Si certains veulent faire passer Mademoiselle pour une simple prouesse visuelle, aucunement en accord avec les sujets traités dans le film (mascarade, trahison, séquestration, amour impossible...pourquoi les personnages voudraient s'émanciper de leur environnement si celui-ci apparait si magnifique à l'écran ?) je pense au contraire que cette maestria visuelle sert adroitement le propos du film.

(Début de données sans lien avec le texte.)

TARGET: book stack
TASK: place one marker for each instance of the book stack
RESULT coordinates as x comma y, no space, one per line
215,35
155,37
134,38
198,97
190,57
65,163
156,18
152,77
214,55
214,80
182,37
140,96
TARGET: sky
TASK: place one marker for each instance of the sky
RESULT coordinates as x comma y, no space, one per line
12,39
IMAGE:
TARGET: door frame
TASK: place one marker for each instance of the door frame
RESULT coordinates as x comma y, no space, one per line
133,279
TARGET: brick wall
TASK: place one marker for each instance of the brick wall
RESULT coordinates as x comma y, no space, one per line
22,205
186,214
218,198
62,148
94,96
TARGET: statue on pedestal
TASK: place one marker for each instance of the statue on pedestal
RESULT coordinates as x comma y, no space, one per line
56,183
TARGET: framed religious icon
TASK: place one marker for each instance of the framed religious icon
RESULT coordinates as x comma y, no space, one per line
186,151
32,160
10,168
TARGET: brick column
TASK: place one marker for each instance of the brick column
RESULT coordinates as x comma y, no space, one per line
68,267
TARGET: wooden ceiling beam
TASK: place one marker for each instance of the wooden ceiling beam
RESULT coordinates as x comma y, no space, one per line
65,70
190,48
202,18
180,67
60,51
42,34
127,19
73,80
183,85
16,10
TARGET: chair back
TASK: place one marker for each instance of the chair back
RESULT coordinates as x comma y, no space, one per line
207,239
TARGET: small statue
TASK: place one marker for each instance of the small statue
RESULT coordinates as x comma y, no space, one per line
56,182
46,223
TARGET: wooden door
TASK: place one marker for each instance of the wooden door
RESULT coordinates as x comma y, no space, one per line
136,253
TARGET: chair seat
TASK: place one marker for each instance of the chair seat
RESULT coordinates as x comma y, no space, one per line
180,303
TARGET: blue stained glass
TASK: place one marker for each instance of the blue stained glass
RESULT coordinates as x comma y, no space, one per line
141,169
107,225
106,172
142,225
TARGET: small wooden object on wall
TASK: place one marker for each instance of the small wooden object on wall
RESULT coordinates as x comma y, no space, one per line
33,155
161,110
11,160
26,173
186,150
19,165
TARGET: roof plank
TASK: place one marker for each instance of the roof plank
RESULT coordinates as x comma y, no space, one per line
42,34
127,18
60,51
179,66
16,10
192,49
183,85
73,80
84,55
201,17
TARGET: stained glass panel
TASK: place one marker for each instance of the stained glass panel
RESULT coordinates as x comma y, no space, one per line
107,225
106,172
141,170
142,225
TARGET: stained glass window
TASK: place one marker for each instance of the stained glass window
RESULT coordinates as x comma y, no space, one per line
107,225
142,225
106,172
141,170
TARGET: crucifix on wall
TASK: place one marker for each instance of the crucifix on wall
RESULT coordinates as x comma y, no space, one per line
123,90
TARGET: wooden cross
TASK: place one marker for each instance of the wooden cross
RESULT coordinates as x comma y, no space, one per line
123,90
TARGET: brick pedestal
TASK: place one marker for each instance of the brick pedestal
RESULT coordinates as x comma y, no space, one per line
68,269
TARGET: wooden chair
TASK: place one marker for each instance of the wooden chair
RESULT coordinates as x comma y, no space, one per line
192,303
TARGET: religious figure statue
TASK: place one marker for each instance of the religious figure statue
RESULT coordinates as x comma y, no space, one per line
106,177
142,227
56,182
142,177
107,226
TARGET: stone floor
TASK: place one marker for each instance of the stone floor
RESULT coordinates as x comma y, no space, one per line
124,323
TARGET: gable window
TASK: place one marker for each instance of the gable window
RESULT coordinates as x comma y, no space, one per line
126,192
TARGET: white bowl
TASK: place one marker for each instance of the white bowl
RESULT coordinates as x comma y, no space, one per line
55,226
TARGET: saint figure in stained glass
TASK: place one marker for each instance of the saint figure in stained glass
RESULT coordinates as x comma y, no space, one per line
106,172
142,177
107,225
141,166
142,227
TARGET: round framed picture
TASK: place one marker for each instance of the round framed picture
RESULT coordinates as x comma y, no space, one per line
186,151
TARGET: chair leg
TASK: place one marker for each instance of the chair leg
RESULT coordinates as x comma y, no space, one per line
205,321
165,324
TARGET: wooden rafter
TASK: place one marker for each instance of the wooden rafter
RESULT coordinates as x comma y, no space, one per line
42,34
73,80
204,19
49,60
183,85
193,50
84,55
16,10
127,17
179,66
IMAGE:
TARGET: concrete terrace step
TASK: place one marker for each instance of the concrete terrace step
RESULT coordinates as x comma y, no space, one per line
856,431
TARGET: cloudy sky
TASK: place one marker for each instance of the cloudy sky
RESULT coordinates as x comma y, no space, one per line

Il est ici question de pouvoir, de prendre le dessus sur l'autre, que ce soit par la crainte (l'oncle Kouzuki sur Mademoiselle Hideko), la fascination ( Mademoiselle Hideko sur Sookee) ou encore par la guerre (le Japon sur la Corée) et quoi de mieux pour montrer le pouvoir que l'on exerce sur l'autre que de transformer son environnement en prison idyllique, dont la beauté est la preuve ultime de notre supériorité.
Park Chan-wook épouse donc ce principe dans sa réalisation, il va abandonner les élans de violence crades et anarchiques, propres au cinéma coréen et que l'on peut retrouver dans d'autres de ses œuvres (Lady Vengeance, Thirst...mais aussi dans des films comme the Chaser ou J'ai rencontré le diable, totalement adaptés aux films en question) pour nous offrir des cadres arrangés à la japonaise, où tout est minutieusement à sa place et vient sublimé ce dernier même lorsque celui-ci semble simple, non sans rappeler Kurosawa. À l'instar du Japon colonisant la Corée, la conception japonaise du cadre vient "coloniser" la conception coréenne de ce dernier, les jeux de pouvoir s'opérant dans le film se remarque déjà à la réalisation.

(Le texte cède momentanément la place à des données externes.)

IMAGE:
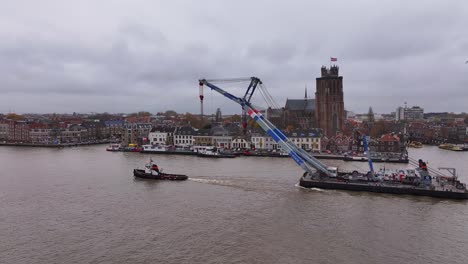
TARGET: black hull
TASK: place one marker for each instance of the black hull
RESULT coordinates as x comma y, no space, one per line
377,160
161,176
186,153
380,189
221,156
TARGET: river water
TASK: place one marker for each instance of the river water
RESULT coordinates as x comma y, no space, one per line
82,205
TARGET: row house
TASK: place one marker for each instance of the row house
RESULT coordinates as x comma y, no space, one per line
114,127
309,140
221,137
240,142
202,137
161,135
135,133
18,131
4,128
339,143
74,134
96,130
386,143
183,136
263,141
41,134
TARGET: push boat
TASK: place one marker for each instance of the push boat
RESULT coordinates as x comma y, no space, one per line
152,171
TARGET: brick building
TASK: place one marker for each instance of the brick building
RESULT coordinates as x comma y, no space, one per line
329,101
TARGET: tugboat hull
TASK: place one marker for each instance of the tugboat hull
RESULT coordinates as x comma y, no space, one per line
162,176
379,188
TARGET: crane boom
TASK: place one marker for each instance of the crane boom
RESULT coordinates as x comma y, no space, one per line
306,161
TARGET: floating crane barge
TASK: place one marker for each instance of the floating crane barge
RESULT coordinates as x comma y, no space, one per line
316,175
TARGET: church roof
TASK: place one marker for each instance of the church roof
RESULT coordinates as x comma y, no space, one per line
300,105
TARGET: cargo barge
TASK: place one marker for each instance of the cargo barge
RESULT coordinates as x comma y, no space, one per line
409,182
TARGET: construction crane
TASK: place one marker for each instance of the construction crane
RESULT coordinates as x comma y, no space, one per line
306,161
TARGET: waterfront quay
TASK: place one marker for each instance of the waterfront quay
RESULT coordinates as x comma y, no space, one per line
82,206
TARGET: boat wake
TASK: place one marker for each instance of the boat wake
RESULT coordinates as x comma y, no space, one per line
211,181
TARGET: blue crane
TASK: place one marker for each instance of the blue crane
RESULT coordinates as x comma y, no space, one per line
306,161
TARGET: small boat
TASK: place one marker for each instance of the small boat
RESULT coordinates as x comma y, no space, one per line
152,171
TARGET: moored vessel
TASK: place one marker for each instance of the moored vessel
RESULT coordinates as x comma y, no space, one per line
411,182
212,152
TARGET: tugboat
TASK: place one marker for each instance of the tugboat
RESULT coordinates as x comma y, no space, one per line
152,171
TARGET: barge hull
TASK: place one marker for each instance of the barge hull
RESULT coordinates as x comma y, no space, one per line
381,189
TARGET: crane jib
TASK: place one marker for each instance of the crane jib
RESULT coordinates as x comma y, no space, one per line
306,161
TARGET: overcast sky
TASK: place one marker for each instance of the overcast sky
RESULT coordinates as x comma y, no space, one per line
126,56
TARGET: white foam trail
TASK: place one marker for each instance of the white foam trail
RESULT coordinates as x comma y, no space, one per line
211,181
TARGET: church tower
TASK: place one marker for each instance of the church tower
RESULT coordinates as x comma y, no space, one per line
329,102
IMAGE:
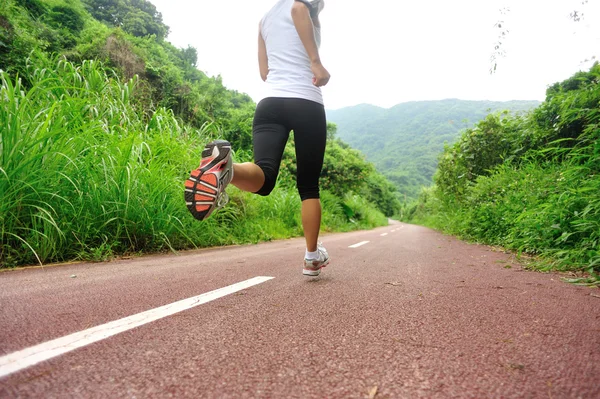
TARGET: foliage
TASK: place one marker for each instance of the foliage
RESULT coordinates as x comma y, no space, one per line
536,190
100,128
137,17
403,142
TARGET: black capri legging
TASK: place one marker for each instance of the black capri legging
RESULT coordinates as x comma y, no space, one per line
274,119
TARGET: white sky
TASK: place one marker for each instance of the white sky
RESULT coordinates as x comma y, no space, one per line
386,52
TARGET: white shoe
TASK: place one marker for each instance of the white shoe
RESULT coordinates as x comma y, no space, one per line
312,267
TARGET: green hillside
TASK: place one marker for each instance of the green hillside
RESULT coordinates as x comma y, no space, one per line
404,141
528,183
101,121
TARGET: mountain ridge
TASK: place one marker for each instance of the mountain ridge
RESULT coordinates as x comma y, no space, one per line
404,141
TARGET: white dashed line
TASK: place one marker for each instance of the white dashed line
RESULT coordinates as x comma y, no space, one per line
359,244
19,360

Cette aspect s'illustre également par la construction narrative du film, empruntant beaucoup à Rashomon, avec plusieurs versions d'une même scène racontant à chaque fois quelque chose de différent.
Tout cela évidemment campés par des acteurs et actrices excellents, et une Kim Min-Hee absolument éblouissante, qui fascine le spectateur rien que par son regard, on tombe amoureux d'elle en même temps que Sookee.

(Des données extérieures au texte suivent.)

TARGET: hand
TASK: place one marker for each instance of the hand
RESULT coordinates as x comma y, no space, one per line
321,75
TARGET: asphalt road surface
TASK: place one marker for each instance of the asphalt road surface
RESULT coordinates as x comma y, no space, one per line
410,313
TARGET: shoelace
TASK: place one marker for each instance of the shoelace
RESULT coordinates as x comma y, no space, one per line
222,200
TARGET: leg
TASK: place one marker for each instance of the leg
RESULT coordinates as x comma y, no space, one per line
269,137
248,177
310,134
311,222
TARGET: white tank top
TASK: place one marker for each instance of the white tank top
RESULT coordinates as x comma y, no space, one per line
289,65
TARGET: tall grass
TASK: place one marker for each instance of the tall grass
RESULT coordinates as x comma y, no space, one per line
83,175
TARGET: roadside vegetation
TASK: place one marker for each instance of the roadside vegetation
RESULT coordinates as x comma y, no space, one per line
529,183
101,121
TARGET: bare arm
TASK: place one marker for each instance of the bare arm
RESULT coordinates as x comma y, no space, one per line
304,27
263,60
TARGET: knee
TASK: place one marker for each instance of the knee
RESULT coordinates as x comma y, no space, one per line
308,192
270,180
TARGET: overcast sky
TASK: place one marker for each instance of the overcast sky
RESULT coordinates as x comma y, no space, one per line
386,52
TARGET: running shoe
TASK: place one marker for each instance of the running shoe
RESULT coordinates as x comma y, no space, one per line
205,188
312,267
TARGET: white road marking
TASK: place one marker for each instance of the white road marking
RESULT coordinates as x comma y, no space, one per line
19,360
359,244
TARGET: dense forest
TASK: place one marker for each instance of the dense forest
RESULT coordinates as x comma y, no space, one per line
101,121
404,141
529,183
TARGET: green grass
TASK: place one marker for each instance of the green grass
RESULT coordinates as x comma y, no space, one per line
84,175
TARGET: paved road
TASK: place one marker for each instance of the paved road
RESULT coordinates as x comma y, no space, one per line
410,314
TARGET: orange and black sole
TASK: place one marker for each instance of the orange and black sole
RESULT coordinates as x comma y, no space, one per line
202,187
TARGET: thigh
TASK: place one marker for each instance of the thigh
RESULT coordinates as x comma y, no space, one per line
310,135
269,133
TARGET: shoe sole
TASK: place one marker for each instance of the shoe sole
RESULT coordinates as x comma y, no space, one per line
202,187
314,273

Cela ne vous aura pas échapper, il est ici question d'érotisme et d'amour lesbien, sauf qu'on n'est pas dans une série Netflix pour ado(e) attardé(e) ( je rajoute des e parce que c'est généralement vous mesdames qui regardez ce genre de séries, désolé…) on a pas deux lesbiennes clichées qui crient au monde entier qu'elles sont lesbiennes parce que "on est trop différentes t'as vu !" avec comme adversaire un mec blanc cliché de l'homophobe. Non, ici la nature homosexuelle de leur relation n'est pas mit en avant, le film s'attarde sur cette attirance et cet amour qui grandit entre nos deux personnages, peu importe leur sexe, qui n'est jamais une réelle barrière à leur relation ; leur milieu d'origine (l'une une noble et l'autre une domestique) ainsi que leur ethnie (l'une Japonaise, l'autre Coréenne) l'est nettement plus.
On se retrouve alors prisonnier de la beauté du film tout comme Sookee se retrouve prisonnière de la beauté de Mademoiselle Hideko. Si Ken Loach a reçu la Palme d'Or de l'année 2016, pour ma part mon cœur ne peut s'empêcher de battre pour Mademoiselle.